Seven executives from four Chinese container firms face charges for price fixing during the pandemic, according to the US Department of Justice.
The US Department of Justice has indicted seven executives from four Chinese container manufacturers, including Singamas and CIMC, for alleged price fixing during the pandemic years, reported a DOJ press release.
The indictment, unsealed in January 2026, accuses the companies of violating the Sherman Antitrust Act by conspiring to restrict output and fix prices of standard dry containers between 2019 and 2024. Prices of 20-foot and 40-foot containers more than doubled during that period as global supply chains faced severe disruption.
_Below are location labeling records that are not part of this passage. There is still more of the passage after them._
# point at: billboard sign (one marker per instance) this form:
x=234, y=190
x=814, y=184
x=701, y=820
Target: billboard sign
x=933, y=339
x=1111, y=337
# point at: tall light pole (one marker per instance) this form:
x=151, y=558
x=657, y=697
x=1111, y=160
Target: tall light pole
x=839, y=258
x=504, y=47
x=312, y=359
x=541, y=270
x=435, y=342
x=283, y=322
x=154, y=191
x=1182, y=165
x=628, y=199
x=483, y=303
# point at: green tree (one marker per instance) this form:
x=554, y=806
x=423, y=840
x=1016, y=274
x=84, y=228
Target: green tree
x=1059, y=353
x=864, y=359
One executive, Vick Nam Hing Ma of Singamas, has been arrested. Others charged include Teo Siong Seng, chief executive of Singamas and chairman of Pacific International Lines. The companies named are CIMC, Shanghai Universal Logistics Equipment, and CXIC Group Containers.
The DOJ said the alleged cartel 'held hostage the world's supply of ocean shipping containers during the Covid pandemic.' Investigators cited evidence of agreements to limit production shifts, install surveillance on factory lines, avoid building new plants, and penalize cheating through a shared fund.
The case will be prosecuted in federal court in San Francisco. Violations of the Sherman Act carry penalties of up to 10 years in prison and US$1 million in fines for individuals, and up to $100 million for corporations. Fines may be increased to twice the gain or loss caused by the crime.
The Sherman Act also allows private parties to seek treble damages. Cargo interests affected by soaring container prices during the pandemic could file lawsuits if the courts confirm the manufacturers attempted to monopolize the market.